As stewards of public health, we recognize that certain guns, and certain individuals when given access to guns, pose inherent risks to public health. In order to have an organized approach to responding to these risks, registration of gun owners—just as for car drivers—is necessary—and tracking of gun ownership should be as good as it is for cars. Moreover, although cars can kill, it is not their primary purpose. Therefore, given that killing or the threat of killing is the primary purpose of a gun, there should be tighter qualifications for ownership. Gun ownership must require universal background checks and should have appropriate restrictions to protect the public health and safety. Also a public health issue is what kind of guns are appropriate for ownership by the general public. Just as armed military tanks have no place on our highways and driveways, there is no place for assault weapons and high capacity ammunition magazines in our society outside of the military. Assault weapons, high-capacity ammunition magazines, armor-piercing bullets, and other such weapons should be banned outside a military or analogous setting.

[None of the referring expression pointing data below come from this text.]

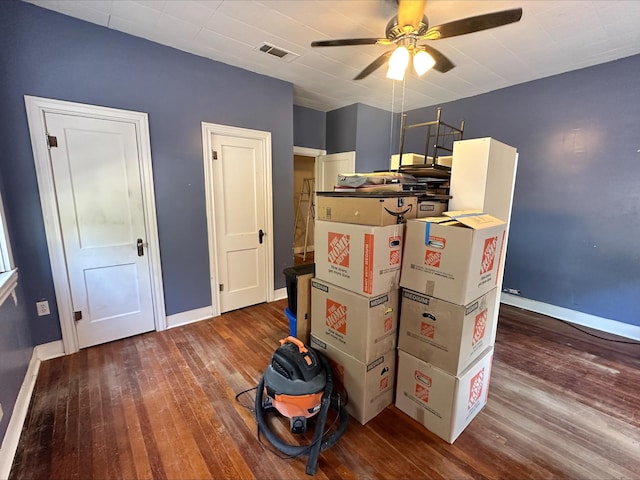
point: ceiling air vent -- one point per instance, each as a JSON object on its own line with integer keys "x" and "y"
{"x": 278, "y": 52}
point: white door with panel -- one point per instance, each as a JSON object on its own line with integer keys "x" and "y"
{"x": 328, "y": 167}
{"x": 97, "y": 178}
{"x": 240, "y": 220}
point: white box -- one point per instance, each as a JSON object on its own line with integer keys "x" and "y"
{"x": 448, "y": 336}
{"x": 370, "y": 387}
{"x": 454, "y": 258}
{"x": 443, "y": 403}
{"x": 363, "y": 327}
{"x": 407, "y": 159}
{"x": 483, "y": 178}
{"x": 430, "y": 208}
{"x": 361, "y": 258}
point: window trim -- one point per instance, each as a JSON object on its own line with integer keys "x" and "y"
{"x": 8, "y": 272}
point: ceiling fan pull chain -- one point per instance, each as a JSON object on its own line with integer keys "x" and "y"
{"x": 393, "y": 97}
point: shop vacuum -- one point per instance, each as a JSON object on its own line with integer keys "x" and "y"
{"x": 298, "y": 383}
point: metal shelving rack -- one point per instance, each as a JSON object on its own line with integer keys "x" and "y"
{"x": 439, "y": 138}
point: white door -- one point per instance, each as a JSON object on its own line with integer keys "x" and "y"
{"x": 240, "y": 220}
{"x": 98, "y": 191}
{"x": 328, "y": 167}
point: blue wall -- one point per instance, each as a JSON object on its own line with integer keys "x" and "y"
{"x": 55, "y": 56}
{"x": 365, "y": 130}
{"x": 309, "y": 128}
{"x": 376, "y": 138}
{"x": 576, "y": 215}
{"x": 342, "y": 126}
{"x": 15, "y": 352}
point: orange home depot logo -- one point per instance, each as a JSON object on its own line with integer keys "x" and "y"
{"x": 384, "y": 382}
{"x": 422, "y": 378}
{"x": 338, "y": 251}
{"x": 432, "y": 258}
{"x": 336, "y": 316}
{"x": 488, "y": 254}
{"x": 427, "y": 330}
{"x": 388, "y": 324}
{"x": 422, "y": 393}
{"x": 395, "y": 255}
{"x": 475, "y": 388}
{"x": 479, "y": 327}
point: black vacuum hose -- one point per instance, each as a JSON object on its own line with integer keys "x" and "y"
{"x": 318, "y": 445}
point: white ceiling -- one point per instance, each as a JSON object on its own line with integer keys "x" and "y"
{"x": 552, "y": 37}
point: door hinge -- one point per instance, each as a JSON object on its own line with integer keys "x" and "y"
{"x": 52, "y": 141}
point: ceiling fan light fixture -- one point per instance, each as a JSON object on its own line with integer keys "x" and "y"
{"x": 422, "y": 62}
{"x": 398, "y": 63}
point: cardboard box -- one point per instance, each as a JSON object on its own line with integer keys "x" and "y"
{"x": 370, "y": 387}
{"x": 377, "y": 210}
{"x": 360, "y": 258}
{"x": 363, "y": 327}
{"x": 445, "y": 404}
{"x": 448, "y": 336}
{"x": 455, "y": 257}
{"x": 430, "y": 208}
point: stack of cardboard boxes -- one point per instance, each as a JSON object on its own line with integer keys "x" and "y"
{"x": 355, "y": 295}
{"x": 448, "y": 312}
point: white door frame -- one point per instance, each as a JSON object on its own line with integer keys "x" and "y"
{"x": 209, "y": 129}
{"x": 36, "y": 109}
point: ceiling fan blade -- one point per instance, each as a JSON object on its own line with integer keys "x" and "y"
{"x": 443, "y": 64}
{"x": 410, "y": 12}
{"x": 346, "y": 41}
{"x": 373, "y": 66}
{"x": 473, "y": 24}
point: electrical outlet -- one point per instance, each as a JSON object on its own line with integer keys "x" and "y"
{"x": 43, "y": 308}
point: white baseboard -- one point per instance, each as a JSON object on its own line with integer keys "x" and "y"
{"x": 579, "y": 318}
{"x": 279, "y": 294}
{"x": 40, "y": 353}
{"x": 191, "y": 316}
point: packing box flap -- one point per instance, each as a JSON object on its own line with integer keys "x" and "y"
{"x": 474, "y": 219}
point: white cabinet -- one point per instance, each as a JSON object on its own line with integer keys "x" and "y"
{"x": 483, "y": 177}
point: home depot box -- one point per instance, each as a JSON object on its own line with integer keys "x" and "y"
{"x": 360, "y": 258}
{"x": 455, "y": 257}
{"x": 369, "y": 386}
{"x": 447, "y": 335}
{"x": 431, "y": 208}
{"x": 445, "y": 404}
{"x": 371, "y": 209}
{"x": 363, "y": 327}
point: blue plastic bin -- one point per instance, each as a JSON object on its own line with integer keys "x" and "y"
{"x": 293, "y": 322}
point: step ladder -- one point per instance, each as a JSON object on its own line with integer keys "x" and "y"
{"x": 306, "y": 195}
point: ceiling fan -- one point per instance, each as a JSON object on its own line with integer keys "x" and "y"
{"x": 409, "y": 27}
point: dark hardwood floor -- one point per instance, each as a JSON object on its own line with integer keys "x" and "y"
{"x": 562, "y": 404}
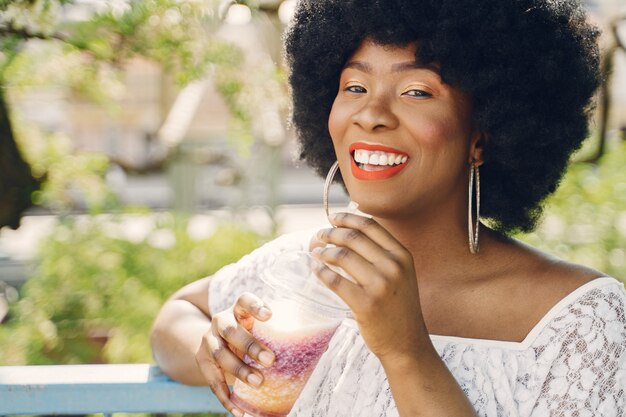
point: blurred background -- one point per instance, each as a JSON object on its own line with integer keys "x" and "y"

Physicians, based on their roles as clinicians, educators, stewards of the public’s health, and researchers, should support such efforts as the President’s proposals for gun safety. We should work in our communities, with the Administration, Congress, and other organizations to implement a comprehensive approach to reducing gun-related injury. The modern Hippocratic Oath for physicians says, “I will remember that I remain a member of society, with special obligations to all my fellow human beings, those sound of mind and body as well as the infirm.”6 The role of the physician brings a special obligation to society in the face of the preventable disability and death due to guns. We must take them on as we would for any other health crisis.
Dr. Selker is immediate past President of Society of General Internal Medicine (SGIM) and Dr. Schwartz is Chair of the SGIM Health Policy Committee.